A little over a year later, back in town, Luke learns Romina has had a child and is living with her mother and another man (Mahershala Ali). The child is Luke’s, and despite what appears to be a lack of want for his company, he quits his job and takes up a low-paying mechanic position locally in an attempt to reconnect and raise his child. Volatility ensues.
Cash-strapped, Luke turns to robbing local banks for money, but his crimes soon catch up to him as his path becomes entwined with a local cop (Bradley Cooper) and a brief moment of violence shapes the next 15 years of their lives and the lives of their loved ones.
Cianfrance, who co-wrote the screenplay with Ben Coccio and Darius Marder, examines the effects one generation can have on the other and the results of a child’s neglected upbringing with an unflinching eye. This is the film’s over-arching theme, and it’s as a result of this theme the film is so punishing, because Cianfrance doesn’t lighten the mood with glossy Hollywood techniques that would make it far more accessible, but would also diminish its dramatic impact.
It’s always tough for me to come to a definitive conclusion on how I feel about a film when it leaves me walking away feeling numb. It’s one of the reasons grading movies is so meaningless. I wouldn’t want to watch this film again. To feel how I felt watching it would be pointless to repeat. There are no happy endings in The Place Beyond the Pines. In fact, you’d be hard-pressed to find a smile, outside of a folded picture that continues to show its face throughout, constantly reminding us of the film’s singular best moment.
The narrative breeds corruption, in more ways than one, making it both disheartening and painful to watch. Some of this can be attributed to a screenplay that has a hard time finding any measure of hope or optimism, all leading to a finale that really doesn’t add up to much at all. Where the film does succeed, once you accept its narrative, is in the performances that hold it together.
Gosling continues on his streak of powerful performances as Luke attempts to fight the beast within and do the right thing, but the struggle is simply too much as he takes on more than his life experience can handle. Cooper is decent in a performance that largely ties together the film’s three act structure, bridging the gap from one to the next, serving as a narrative glue. Gosling, as would be expected, is the standout while Cooper is workmanlike.

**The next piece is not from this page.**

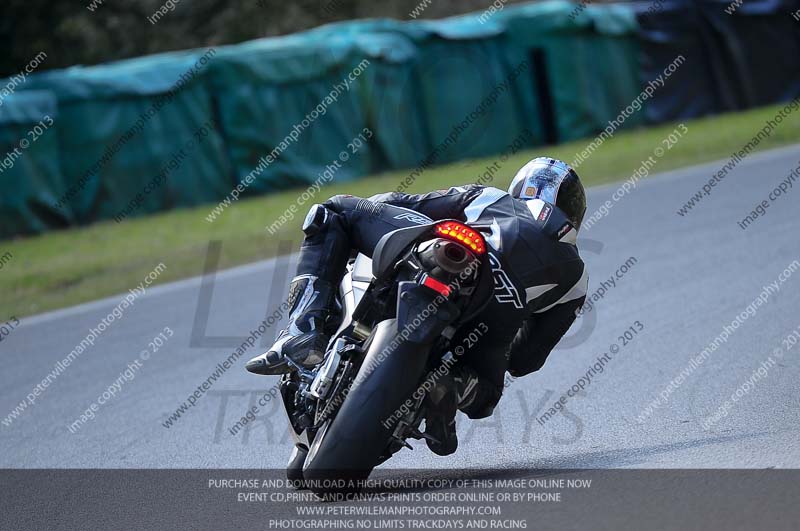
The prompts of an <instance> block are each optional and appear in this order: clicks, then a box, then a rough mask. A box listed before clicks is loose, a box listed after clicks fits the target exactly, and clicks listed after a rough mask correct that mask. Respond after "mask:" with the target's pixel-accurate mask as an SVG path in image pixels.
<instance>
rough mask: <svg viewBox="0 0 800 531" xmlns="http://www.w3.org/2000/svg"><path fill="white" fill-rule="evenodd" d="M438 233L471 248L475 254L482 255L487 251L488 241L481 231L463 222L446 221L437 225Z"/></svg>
mask: <svg viewBox="0 0 800 531" xmlns="http://www.w3.org/2000/svg"><path fill="white" fill-rule="evenodd" d="M436 234H438V235H439V236H441V237H442V238H447V239H448V240H453V241H454V242H457V243H460V244H461V245H463V246H465V247H467V248H468V249H471V250H472V252H474V253H475V254H478V255H481V254H484V253H485V252H486V242H485V241H484V240H483V236H481V233H480V232H477V231H474V230H472V229H471V228H469V227H467V226H466V225H464V224H463V223H459V222H457V221H445V222H443V223H439V224H438V225H436Z"/></svg>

Strong supporting performances also work to the film’s benefit. Ben Mendelsohn, who is having a solid year already with his wonderful contributions to Killing Them Softly, plays the man that may be Luke’s only friend. Dane DeHaan, who is best known currently as the lead actor in Chronicle, shows his career won’t be limited to the second-rate, low-budget superpower genre, and Bruce Greenwood gives a very strong performance as District Attorney, Bill Killcullen.
Sean Bobbit, who put in strong camera work in Steve McQueen’s Shame and Hunger, delivers yet again with a gritty and intense bit of cinematography and strong camera movements in tight spaces including an especially intense scene following Luke as he speeds through the trees. Bobbit gives the small town of Schenectady a life of its own, as well as the people living in it.
The Place Beyond the Pines is a case of a tough, but predictable narrative. I wasn’t the fan of Blue Valentine so many others were, but it did showcase Cianfrance’s ability to not only bring the best out of his actors, but to tackle tough subject matter and deliver a raw sense of reality. He does that again here, but, like Blue Valentine, I’m having a hard time giving the film a wholehearted endorsement.
The exploration of tragic lives in tragic environments is one thing, but to wallow in it as Cianfrance seems to enjoy doing is tough to swallow and what exactly he’s trying to accomplish here isn’t entirely clear, and the generational thread he’s pushing can only be tugged on for so long before the quilt it holds together is withered and frayed.